What is Cognitive Behavioral Therapy?
Cognitive Behavioral Therapy (CBT) is a common type of short-term psychotherapy and is the combination of 2 therapeutic approaches: cognitive therapy and behavioral therapy. CBT is centered around the idea that what we think, how we feel, and how we behave are all closely connected and influence our well-being.
In CBT, the therapist helps the client change negative patterns of thinking and behaving by helping them become more aware of these patterns and replacing them with less harmful ones. It is often not only the situation itself that causes us problems, but the importance that we attach to them.
CBT treatment emphasizes what is going on in our current lives, rather than what has led up to our challenges. This form of treatment is highly goal-oriented and helps the client develop the coping skills to become their own therapists- that is, learning to change their own problematic thinking and behavior.
Who does Cognitive Behavioral Therapy Benefit?
CBT has shown to be effective for a number of problems. You may want to ask your therapist about CBT if you struggle with one or more of the following:
- Anxiety disorders, phobias, or PTSD
- Substance misuse
- Marital problems
- Eating disorders
- Obsessive Compulsive Disorder
- Bipolar Disorders
- Sleep disorders
How Does Cognitive Behavioral Therapy Work?
- Identify Problems and Goals for Therapy: What problems do you want to focus on? (medical condition, divorce, grief, anger, symptoms of a mental health disorder, etc.) What goals do you hope to meet through CBT?
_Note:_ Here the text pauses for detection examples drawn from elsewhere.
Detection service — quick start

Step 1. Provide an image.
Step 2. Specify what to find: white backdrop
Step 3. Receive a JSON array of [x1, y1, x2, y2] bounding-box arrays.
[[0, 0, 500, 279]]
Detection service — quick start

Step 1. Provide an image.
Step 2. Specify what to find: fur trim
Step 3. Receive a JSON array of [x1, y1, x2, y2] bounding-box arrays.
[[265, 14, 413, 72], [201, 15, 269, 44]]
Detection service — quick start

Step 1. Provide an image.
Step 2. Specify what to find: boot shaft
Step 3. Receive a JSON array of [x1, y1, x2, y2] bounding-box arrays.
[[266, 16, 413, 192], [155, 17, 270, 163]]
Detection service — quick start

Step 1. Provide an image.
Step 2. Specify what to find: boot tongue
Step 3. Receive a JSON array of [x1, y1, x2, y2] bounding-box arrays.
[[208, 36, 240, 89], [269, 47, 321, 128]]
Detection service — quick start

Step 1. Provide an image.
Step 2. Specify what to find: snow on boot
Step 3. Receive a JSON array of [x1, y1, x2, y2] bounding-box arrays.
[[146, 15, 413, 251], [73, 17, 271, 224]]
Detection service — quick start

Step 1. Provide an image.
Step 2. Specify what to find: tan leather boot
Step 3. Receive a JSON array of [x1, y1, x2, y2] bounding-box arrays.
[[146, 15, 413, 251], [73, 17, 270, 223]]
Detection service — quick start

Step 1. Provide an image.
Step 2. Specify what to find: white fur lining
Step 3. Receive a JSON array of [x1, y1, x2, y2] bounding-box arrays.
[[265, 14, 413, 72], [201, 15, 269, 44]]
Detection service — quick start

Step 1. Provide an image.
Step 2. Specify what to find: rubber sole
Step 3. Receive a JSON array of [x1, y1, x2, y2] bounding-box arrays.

- Become Aware of Your Thoughts, Emotions and Beliefs About Problems: The therapist will encourage you to share your thoughts about the problems you identified, such as what you tell yourself about an experience (self-talk), how you interpret the meaning of a situation, and your beliefs about yourself, others, and events. The therapist may ask you to keep a journal of your thoughts
- Identify Negative or Inaccurate Thinking: The therapist will help you identify thoughts and behavior that might be contributing to the
problem by asking you to pay attention to your physical, emotional, and behavioral responses in different situations.
- Reshape Negative or Inaccurate Thinking: This involves asking yourself whether your view of a situation is based an inaccurate perception of what’s going on. It may seem difficult at first to change long-standing thought patterns, but it will begin to become a habit with practice. The therapist may give you homework to help you practice what you learn in therapy by applying it to your daily life.
*Sometimes CBT is most effective when combined with other treatments, such as medication
What Are the Outcomes of Cognitive Behavioral Therapy?
CBT may not “cure” an issue or make it go away, but it will give you the ability to cope with the issue in a healthy way, so that you can feel better about yourself and your life.
Here are some tips for getting the most out of CBT treatment:
- Approach therapy as a partnership with your therapist- Be an active participant in therapy and set goals and assess your progress together.
- Be open and honest- Your willingness to share your thoughts, feelings, and experiences can impact your success with CBT. Let your therapist know about any reservations you have.
- Stick to your treatment plan: Attend all sessions and put some thought into what you want to discuss at each one
- Don’t expect instant results: Working through emotional issues can be challenging. You may even feel worse initially as you confront certain issues, thoughts, and behaviors.
- Do your homework between sessions: This will help you apply what you’ve learned in sessions in real life and it will become easier.
- If therapy isn’t helping, let your therapist know: Together you can decide to make some changes or try a different approach.